Notes

- A Map Of The Territory
    - Scanning
        - or lexing (lexical analysis) 
        - taking a string of characters and chunking them into a series of tokens
        - ignores whitespace and comments
    - Parsing
        - where our syntax gets a grammar: composing larger expressions out of smaller parts
        - it builds a tree structure that mirrors the nested nature of the grammar
            - called a Parse Tree or an Abstract Syntax Tree (AST)
    - Static Analysis
        - first binding or resolution
            - for each identifier, find out where it's defined and wire the two together
            - this is where scope comes into play
        - this is also where we type check if the language is statically typed
        - then we store the results either back into the syntax tree or into a symbol table or into a new data structure
    - Front End includes 
        - scanning, parsing, static analysis
    - Intermediate representations
        - a compiler is like a pipeline where each stage's job is to organise the data in a way that makes the next stage simpler to implement
        - the front end of the pipeline is specific to the source language
        - the back end is concerned with the CPU architecture
        - in the middle the code may be stored in some intermediate representation
        - having the same intermediate representations allows for having one front end for each language, then one back end for each target CPU architecture
        - we can then mix and match those easily without having to rewrite everything for each specific cases
    - Code generation
        - generating the CPU instructions or VM bytecode
        - it's called bytecode because each instruction is often a single byte long
    - Virtual Machine
        - a program that emulates a hypothetical chip supporting your virtual architecture at runtime
        - it's slower because every instruction must be simulated at runtime
    - [[Runtime]]
        - implements the services that we need while the program is running
        - for example, garbage collection or instance of tests, etc...
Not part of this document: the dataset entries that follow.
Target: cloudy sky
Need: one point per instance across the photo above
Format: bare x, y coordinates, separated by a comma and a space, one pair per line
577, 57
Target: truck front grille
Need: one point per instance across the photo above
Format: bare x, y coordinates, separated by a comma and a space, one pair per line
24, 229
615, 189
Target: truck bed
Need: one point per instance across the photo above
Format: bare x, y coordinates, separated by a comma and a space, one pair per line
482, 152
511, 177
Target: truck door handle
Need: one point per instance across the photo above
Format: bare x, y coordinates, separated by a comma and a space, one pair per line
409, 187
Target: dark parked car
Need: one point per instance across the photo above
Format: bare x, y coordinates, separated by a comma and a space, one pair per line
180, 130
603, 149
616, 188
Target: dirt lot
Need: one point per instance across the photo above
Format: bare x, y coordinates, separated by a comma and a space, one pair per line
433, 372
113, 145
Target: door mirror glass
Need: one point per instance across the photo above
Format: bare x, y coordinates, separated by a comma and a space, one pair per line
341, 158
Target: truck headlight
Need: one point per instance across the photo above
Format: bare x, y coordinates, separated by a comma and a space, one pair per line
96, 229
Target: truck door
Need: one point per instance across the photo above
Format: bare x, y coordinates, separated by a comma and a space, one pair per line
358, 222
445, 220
        - in a compiled language the runtime gets inserted in the executable
        - otherwise the runtime lives in the [[VM]] or the interpreter
    - Shortcuts and Alternate Routes
        - Single-pass compilers
            - interleaves parsing, analysis and code generation
            - no syntax trees or intermediate representation
            - this restricts the design of the language
            - for ex C or Pascal
        - Tree-walk interpreters
            - executes code right after parsing it to an AST
            - the interpreter traverses the tree, evaluating each nodes as it goes to run the program
            -  it tends to be slow
        - [[Transpiler]]s
            - writing a front end for your language which produce source code for some other language
            - then you can use the existing compilation tools of this other language
            - old name was source-to-source compiler or transcompiler
            - for ex there are tons of transpilers that target Javascript
        - [[Just In Time Compilation]]
            - what the JVM and most Javascript interpreters do
            - it compiles the program to native code when loaded
            - so it doesn't need to know the user computer architecture in advance
    - [[Compiler]]s and [[Interpreter]]s
        - What's the difference between a compiler and an interpreter ?
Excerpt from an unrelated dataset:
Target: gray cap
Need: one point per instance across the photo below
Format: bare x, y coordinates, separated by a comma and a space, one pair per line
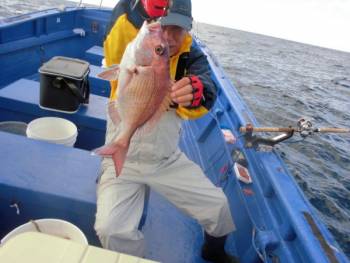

            - by compiler we mean that it translates source code to some other form without executing it
            - by interpreter we mean that it takes source code and executes it immediately
        - What about CPython ?
            - the code is parsed and converted into bytecode and run into a VM
            - so it looks like an interpreter from the user perspective
            - but there is also some compiling going on
            - so it's both, it's an interpreter and it has a compiler
        - In practice, most scripting languages are like that
            - it's an interpreter and it has a compiler
            - Go, Scala, JS V8, C#, etc...
            - the second interpreter we'll build will be like that as well
    - Difference between arguments and parameters
        - an argument is the actual value you pass to a function when you call it
            - so a function call has an argument list
        - a parameter is a variable that holds the value of the argument inside the body of the function
            - so a function declaration has a parameter list
    - Why might any language want to be object oriented ?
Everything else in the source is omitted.